Medical Board Defense Attorney
One of the most common settlement agreements reached at ISC is the agreed order. An agreed order is an advantageous settlement tool for the license holder to use in avoiding a hearing at the State Office of Administrative Hearings (“SOAH”). Unlike at SOAH where the licensee subjects his or her rights and privileges to the discretion and authority of an administrative law judge, the licensee can directly negotiate and influence the contents of an agreed order. Furthermore, new information or a change of circumstances may even allow the license holder to re-negotiate a previously accepted order. Before discussing the negotiation process, it is important to understand how the initial order comes into being.
Any matter within the board’s jurisdiction may be resolved informally by an agreed order. The first opportunity for a licensee to resolve alleged violations of board rules, the Medical Practice Act (“the Act”), or a previous board order is in the Informal Show Compliance (“ISC”). The recommendation for an agreed order must be in writing, prepared by board staff and presented to the licensee and his or her attorney. The license holder may accept the proposed settlement by signing and returning the order within the time period prescribed. Then, the order must be submitted to the board for approval. However, if the licensee rejects or fails to timely accept the proposed agreement, board staff will file a formal complaint at SOAH.

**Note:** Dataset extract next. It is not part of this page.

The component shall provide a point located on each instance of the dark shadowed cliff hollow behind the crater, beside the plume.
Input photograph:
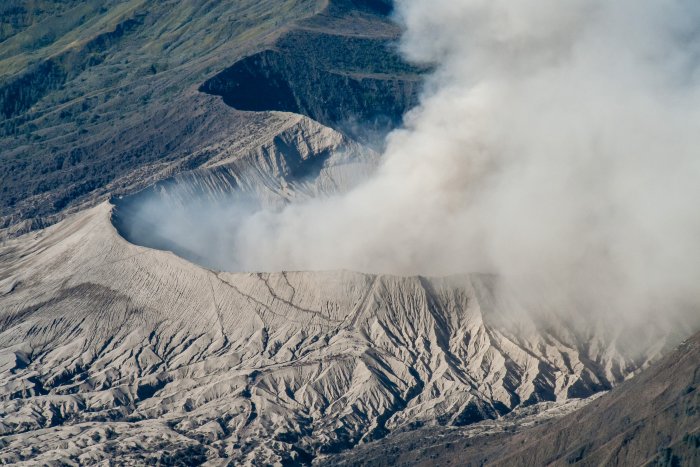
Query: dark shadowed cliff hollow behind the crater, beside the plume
(339, 68)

After a proposed agreed order is accepted, additional negotiations may be held between board staff and the licensee or the licensee’s attorney. This may be accomplished in consultation with one or both of the board representatives who were present at the ISC. If neither of the representatives is available, a board member may participate in the negotiations. All negotiations may be performed in person or over the telephone. The original ISC recommendations of the board representatives may be only modified if new information comes to light, there is a change of circumstances, or there is a need to expedite the resolution of the allegations in the interest of protecting the public. At least one of the ISC panelist’s must be consulted and concur with any subsequent substantive modifications. Just like the initial order, a modified order must be submitted to the board for approval. Lastly, the board may then adopt, modify, or reject the modified recommendations.